The effects of hydrocortisone on iodide uptake and DNA synthesis were studied in porcine thyroid cells cultured in phenol red-free medium supplemented with low concentrations (0-1%) of charcoal-stripped fetal calf serum. Hydrocortisone dose-dependently stimulated TSH-induced iodide uptake at physiological concentrations (1-1000 nM), and the minimum detectable dose was 33 nM hydrocortisone. Treatment of thyroid cells with hydrocortisone for 72 h increased cAMP production stimulated by TSH. In addition, this stimulatory effect of hydrocortisone was observed when iodide uptake was induced with 0.25 mM 8-bromo-cAMP. These results suggest that hydrocortisone stimulates iodide uptake, influencing cAMP production and post-cAMP pathways.
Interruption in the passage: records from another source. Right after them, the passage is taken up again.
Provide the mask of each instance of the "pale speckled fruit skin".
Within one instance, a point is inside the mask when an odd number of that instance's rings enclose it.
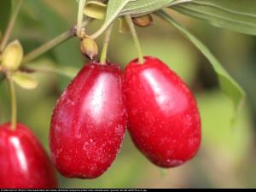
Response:
[[[54,166],[26,126],[0,125],[0,189],[54,189]]]
[[[63,176],[97,177],[116,158],[127,123],[122,84],[117,65],[90,62],[60,97],[49,146]]]
[[[196,101],[181,79],[149,56],[125,68],[124,88],[128,131],[142,153],[161,167],[183,164],[197,153],[201,138]]]

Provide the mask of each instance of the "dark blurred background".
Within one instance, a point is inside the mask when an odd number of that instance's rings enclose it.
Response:
[[[237,113],[220,91],[214,72],[201,53],[169,24],[154,17],[154,26],[137,28],[144,55],[159,57],[194,90],[201,111],[203,141],[198,155],[184,166],[160,169],[144,158],[125,135],[115,162],[93,180],[67,179],[59,175],[61,188],[255,188],[256,187],[256,38],[212,26],[170,10],[170,13],[212,49],[244,88],[247,99]],[[12,39],[19,38],[27,53],[67,30],[76,22],[76,1],[26,0]],[[101,22],[93,23],[93,32]],[[137,57],[130,34],[118,33],[116,22],[108,59],[124,67]],[[102,46],[102,38],[97,40]],[[29,65],[72,67],[86,62],[79,42],[73,38]],[[52,109],[71,79],[36,73],[39,86],[17,88],[19,120],[27,125],[49,151],[48,134]],[[6,83],[0,84],[1,123],[9,119]],[[236,116],[235,121],[232,117]]]

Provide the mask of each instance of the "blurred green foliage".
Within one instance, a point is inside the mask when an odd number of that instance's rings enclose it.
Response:
[[[76,21],[77,3],[61,0],[26,0],[12,38],[19,38],[25,52],[67,30]],[[126,133],[122,149],[109,170],[94,180],[68,179],[59,175],[61,188],[183,188],[256,187],[256,38],[211,26],[204,22],[172,14],[212,50],[238,80],[247,100],[232,124],[232,104],[218,89],[207,61],[169,25],[155,18],[155,25],[138,28],[144,55],[168,63],[195,93],[202,120],[203,142],[199,154],[174,169],[162,170],[146,160]],[[94,32],[99,23],[92,24]],[[108,59],[124,67],[137,56],[131,37],[117,32],[111,37]],[[102,46],[102,38],[97,40]],[[32,61],[32,65],[76,67],[85,63],[77,39]],[[27,125],[49,151],[51,111],[71,79],[53,73],[37,73],[34,90],[17,88],[19,120]],[[6,83],[0,84],[1,123],[9,119]]]

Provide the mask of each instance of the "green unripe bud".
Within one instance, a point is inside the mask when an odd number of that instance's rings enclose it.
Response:
[[[16,70],[23,59],[23,48],[18,40],[10,43],[2,55],[2,68]]]

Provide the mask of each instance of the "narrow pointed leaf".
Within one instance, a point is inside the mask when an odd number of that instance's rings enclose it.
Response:
[[[164,11],[159,11],[157,12],[157,15],[164,18],[166,21],[177,28],[208,59],[218,75],[221,89],[233,101],[235,108],[237,109],[241,106],[245,97],[245,92],[242,88],[230,76],[220,62],[207,48],[207,46],[198,40],[193,34],[191,34],[187,29],[178,24]]]

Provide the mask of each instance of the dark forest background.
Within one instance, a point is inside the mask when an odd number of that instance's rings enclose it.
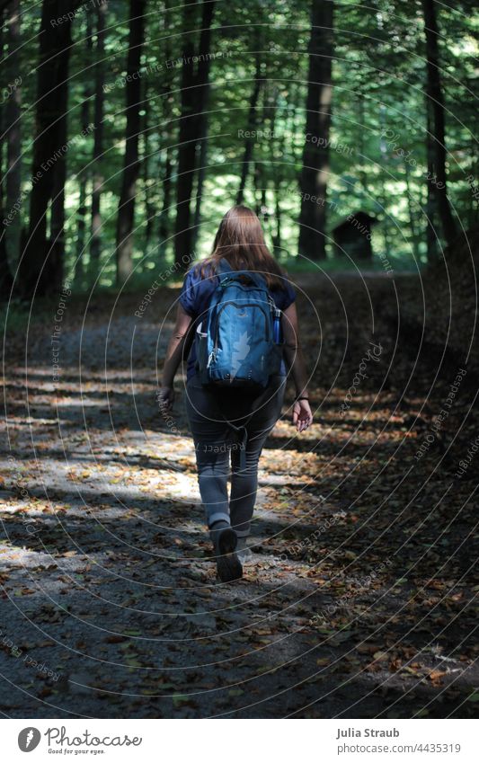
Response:
[[[235,202],[289,269],[440,258],[477,222],[475,4],[2,2],[2,297],[177,274]],[[358,214],[372,249],[334,245]]]

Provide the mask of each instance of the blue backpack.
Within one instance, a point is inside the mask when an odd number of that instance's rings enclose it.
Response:
[[[280,311],[260,273],[234,271],[223,258],[217,277],[196,331],[200,378],[215,387],[265,389],[281,364],[281,345],[275,342]]]

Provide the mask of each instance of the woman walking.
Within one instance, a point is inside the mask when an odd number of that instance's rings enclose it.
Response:
[[[241,298],[228,298],[233,293]],[[186,407],[199,487],[218,577],[224,582],[241,578],[243,564],[251,556],[247,537],[256,500],[258,461],[281,413],[287,371],[296,387],[293,422],[297,431],[307,429],[313,421],[295,297],[268,251],[260,220],[252,209],[242,206],[233,207],[225,215],[211,256],[188,271],[180,296],[164,361],[160,405],[163,412],[171,410],[174,376],[182,358],[188,357]],[[271,325],[277,342],[278,330],[282,333],[278,362],[271,348],[268,310],[262,309],[267,304],[275,315]],[[226,321],[230,324],[225,329]],[[208,331],[214,331],[210,339],[214,343],[208,345],[211,351],[205,350],[203,357],[201,342],[208,341]],[[254,356],[260,347],[262,354]],[[266,368],[262,368],[265,358],[269,359]]]

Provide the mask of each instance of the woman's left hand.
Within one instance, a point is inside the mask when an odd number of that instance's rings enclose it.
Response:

The synthetic glucocorticoid antagonist RU486 alone had no effect on iodide uptake in porcine thyroid cells; however, along with TSH, RU486 a weak agonist activity. As a glucocorticoid antagonist, RU486 inhibited the stimulatory actions of hydrocortisone on iodide uptake in combination with TSH and also with 8-bromo-cAMP, suggesting a specific effect of hydrocortisone mediated by a glucocorticoid receptor. The effect of hydrocortisone on thyroid cell multiplication was also studied. Hydrocortisone decreased [3H]thymidine incorporation into DNA slightly but not significantly when the cells were treated with 100 ng/ml insulin-like growth factor-I and hydrocortisone. In summary, it has been demonstrated that hydrocortisone directly stimulated the function of porcine thyroid cells at physiological concentrations, by using a glucocorticoid receptor and by affecting cAMP pathways. The data that RU486 inhibited iodide uptake induced by hydrocortisone and TSH propose that monitoring of thyroid function may be necessary if RU486 is been used for a long time.